Barry Flood will be coming to speak at the Trehan Lecture in the Arts of the Islamic World Wednesday, November 17, 2010, on “From Gilding to Whitewash: Aesthetics and Ethics of Distraction in the Early Mosque.”


Dr. Flood is the William R. Kenan Jr. Professor of Humanities at the Institute of Fine Arts and Department of Art History at New York University, where he has taught since 2001. He received his B.A. from Trinity College Dublin (1988) and Ph.D. from the University of Edinburgh (1993). He has been the recipient of scholarships from the Carnegie Foundation (2007-8) and the Getty Research Institute (2007) and fellowships from the Sterling and Francine Clark Art Institute in Williamstown, Massachusetts (2006) and Arthur M. Sackler Gallery in Washington, D.C. (2001-2). His archaeological fieldwork includes a survey of medieval Islamic monuments in the Merv Oasis, Turkmenistan, as part of the International Merv Project (1992), two seasons of archaeological fieldwork with the French Archaeological Mission to Sind at the medieval Islamic site of Sehwan Sharif, Sind, Pakistan (1997-8) and an architectural survey for the British Institute of Persian Studies in Khurasan, eastern Iran (1998 and 2000).
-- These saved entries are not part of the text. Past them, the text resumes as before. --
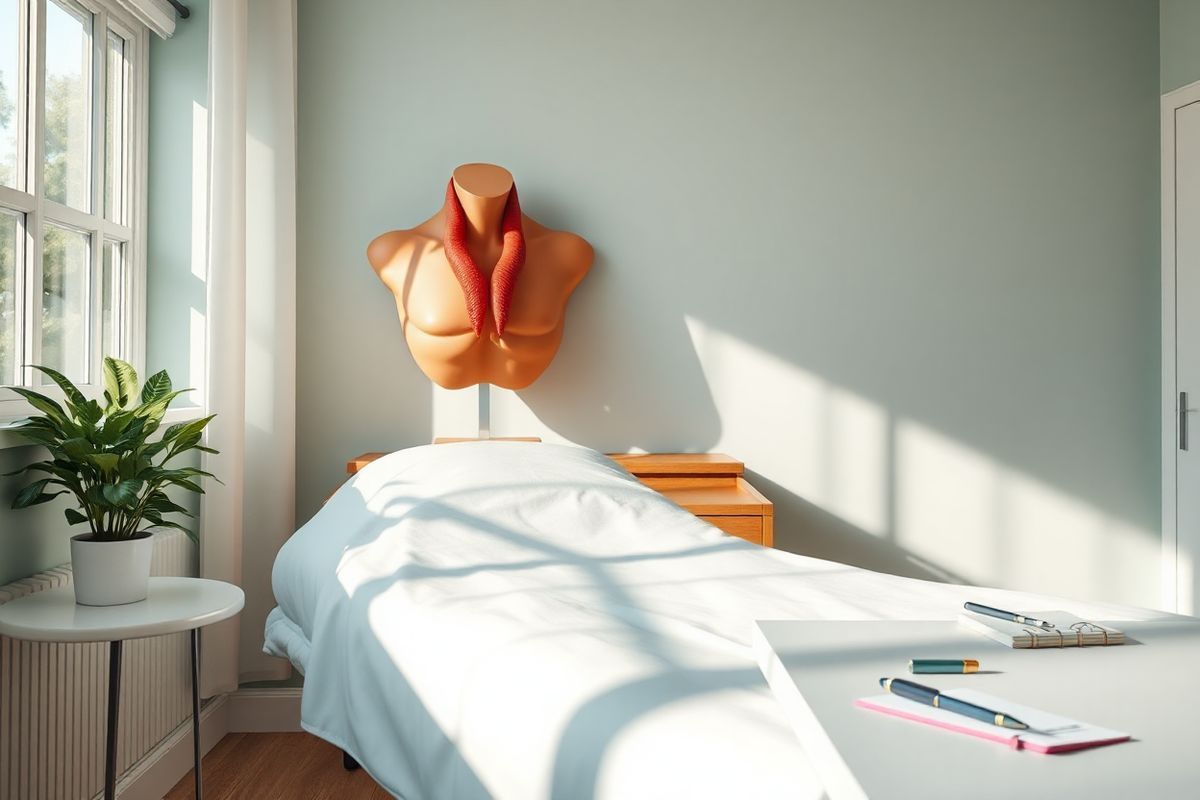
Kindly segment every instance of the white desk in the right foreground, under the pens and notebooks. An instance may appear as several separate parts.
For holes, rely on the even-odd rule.
[[[1133,642],[1013,650],[955,622],[761,621],[760,667],[834,800],[1183,798],[1200,792],[1200,621],[1115,622]],[[1044,756],[854,708],[910,658],[994,674],[918,675],[1106,728],[1133,741]]]

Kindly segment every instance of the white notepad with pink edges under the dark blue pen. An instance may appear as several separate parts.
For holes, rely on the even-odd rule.
[[[967,703],[974,703],[986,709],[996,709],[1012,715],[1030,726],[1028,730],[1014,732],[998,726],[979,722],[971,717],[954,714],[932,705],[896,697],[895,694],[877,694],[854,700],[854,705],[882,711],[892,716],[904,717],[913,722],[924,722],[955,733],[965,733],[980,739],[990,739],[1014,750],[1032,750],[1036,753],[1067,753],[1073,750],[1099,747],[1127,741],[1129,734],[1109,728],[1099,728],[1078,720],[1049,714],[1027,705],[1018,705],[1003,698],[986,694],[973,688],[955,688],[944,692]]]

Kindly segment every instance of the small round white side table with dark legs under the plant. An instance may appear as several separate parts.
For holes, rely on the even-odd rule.
[[[150,578],[145,600],[124,606],[77,606],[71,587],[47,589],[0,604],[0,633],[32,642],[108,642],[108,727],[104,736],[104,800],[116,796],[116,711],[121,692],[121,643],[190,631],[192,639],[192,736],[196,798],[202,796],[199,630],[241,610],[238,587],[203,578]]]

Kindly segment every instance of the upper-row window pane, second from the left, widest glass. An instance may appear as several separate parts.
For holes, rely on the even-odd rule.
[[[46,4],[46,197],[90,211],[91,14]]]

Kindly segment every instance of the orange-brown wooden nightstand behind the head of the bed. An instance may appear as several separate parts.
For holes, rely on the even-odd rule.
[[[346,463],[346,471],[354,475],[386,455],[362,453]],[[775,543],[775,506],[742,476],[745,464],[736,458],[722,453],[616,453],[608,457],[642,483],[726,534],[764,547]]]

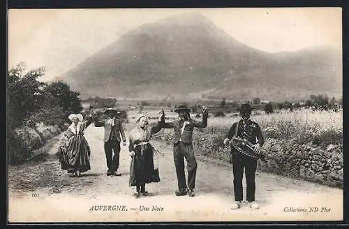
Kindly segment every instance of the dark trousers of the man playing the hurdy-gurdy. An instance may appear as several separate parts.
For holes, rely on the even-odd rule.
[[[232,174],[234,175],[234,194],[235,201],[243,200],[242,178],[246,177],[246,200],[255,201],[255,170],[257,169],[257,160],[241,154],[232,156]]]

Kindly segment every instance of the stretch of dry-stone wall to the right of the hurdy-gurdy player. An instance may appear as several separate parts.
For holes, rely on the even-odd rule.
[[[258,161],[259,170],[343,188],[343,145],[321,147],[268,138],[263,148],[267,163]]]

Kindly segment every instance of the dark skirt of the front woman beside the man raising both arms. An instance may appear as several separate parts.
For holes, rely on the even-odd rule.
[[[154,152],[150,144],[134,149],[130,165],[130,186],[160,182],[158,168],[154,168]]]

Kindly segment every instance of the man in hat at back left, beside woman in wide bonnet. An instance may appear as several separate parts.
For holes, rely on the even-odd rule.
[[[107,118],[103,121],[96,121],[95,119],[94,126],[104,126],[103,141],[105,157],[107,158],[107,176],[121,176],[121,173],[118,173],[117,170],[119,169],[120,158],[120,135],[123,145],[126,146],[124,128],[122,127],[121,120],[115,117],[117,111],[114,110],[114,108],[107,108],[105,114],[107,115]]]

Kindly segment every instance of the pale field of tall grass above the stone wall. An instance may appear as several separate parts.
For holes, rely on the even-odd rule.
[[[157,112],[161,108],[144,109],[152,119],[156,119]],[[128,112],[128,117],[134,119],[140,113],[137,110]],[[165,110],[165,117],[177,118],[177,113]],[[195,114],[191,114],[193,119]],[[265,112],[254,112],[251,119],[262,128],[266,138],[277,140],[297,140],[297,142],[316,142],[320,145],[341,144],[343,142],[343,111],[326,112],[313,111],[309,109],[295,110],[294,112],[279,111],[273,114]],[[221,136],[228,133],[230,126],[239,120],[237,113],[226,117],[214,117],[210,114],[207,128],[202,129],[204,133]]]

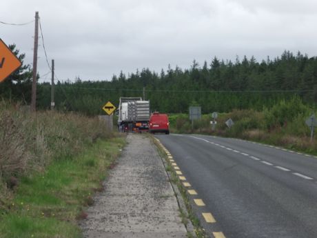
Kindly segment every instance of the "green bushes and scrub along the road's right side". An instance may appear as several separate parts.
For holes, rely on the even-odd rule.
[[[317,115],[313,107],[305,105],[299,97],[293,97],[262,111],[249,109],[218,113],[216,130],[212,130],[210,124],[212,113],[194,121],[194,128],[187,114],[171,114],[169,119],[171,131],[176,133],[235,137],[317,155],[317,141],[310,141],[311,130],[305,124],[312,113]],[[225,124],[229,118],[234,121],[232,128]]]

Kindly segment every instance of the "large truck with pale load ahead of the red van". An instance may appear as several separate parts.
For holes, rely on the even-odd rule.
[[[149,130],[150,101],[141,97],[120,97],[118,108],[120,132],[143,132]]]

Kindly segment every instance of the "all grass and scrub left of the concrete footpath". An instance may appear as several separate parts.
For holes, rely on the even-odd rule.
[[[94,117],[0,104],[0,237],[81,237],[125,138]]]

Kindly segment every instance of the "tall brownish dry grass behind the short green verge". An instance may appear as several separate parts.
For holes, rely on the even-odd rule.
[[[68,159],[99,137],[111,137],[96,117],[45,111],[31,114],[19,104],[0,101],[0,206],[16,178]]]

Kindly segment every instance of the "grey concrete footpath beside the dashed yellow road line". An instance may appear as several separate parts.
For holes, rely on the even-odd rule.
[[[186,237],[163,162],[145,135],[127,135],[104,186],[81,224],[84,237]]]

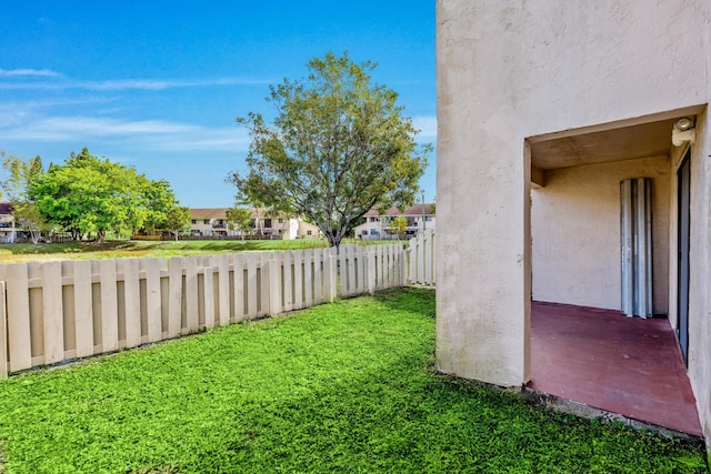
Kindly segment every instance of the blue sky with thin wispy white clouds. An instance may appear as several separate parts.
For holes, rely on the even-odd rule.
[[[434,2],[7,2],[0,14],[0,150],[62,162],[83,147],[168,180],[181,204],[233,203],[248,112],[269,84],[328,51],[378,62],[373,79],[435,141]],[[434,199],[434,155],[421,181]]]

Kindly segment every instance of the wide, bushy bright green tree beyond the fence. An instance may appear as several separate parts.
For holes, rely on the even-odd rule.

Professor Flood is the author of three books: Objects of Translation: Material Culture and Medieval ‘Hindu-Muslim’ Encounter (published in India and America, 2009); Piety and Politics in the Early Indian Mosque (2008, an edited volume on the history and historiography of the early Indian mosque in the Oxford University Press India series Debates in Indian History and Society); and The Great Mosque of Damascus: Studies on the Makings of an Umayyad Visual Culture (2001). He is editor of Globalizing Cultures: Art and Mobility in the Eighteenth Century (to be published as a dedicated volume of the journal Ars Orientalis, 2010) and Permanence and Impermanence (issue 48 of Res: Journal of Anthropology and Comparative Aesthetics, 2005).

Dr. Flood’s talk is entitled “From Gilding to Whitewash: Aesthetics and Ethics of Distraction in the Early Mosque.” The theme of distraction has been much in evidence in recent work on visual culture, given impetus by a renewed interest in the work of 20th-century theorists such as Walter Benjamin and Siegfried Kracauer. Neither the experience nor the analysis of distraction is exclusive to modernity, however. Distraction was also a significant theme in the writings of medieval Islamic jurists, concerned about the allure of the glittering ornament found in mosques. Reading medieval juridical texts against surviving monuments, this talk investigates the insights that these concerns provide into the relationships between the forms and materials of architectural ornament, their visual properties, and their ethical implications.

Please join us in the Lecture Hall at 38 West 86th Street, between Columbus Ave and Central Park West, at 5:45pm for a reception before the talk.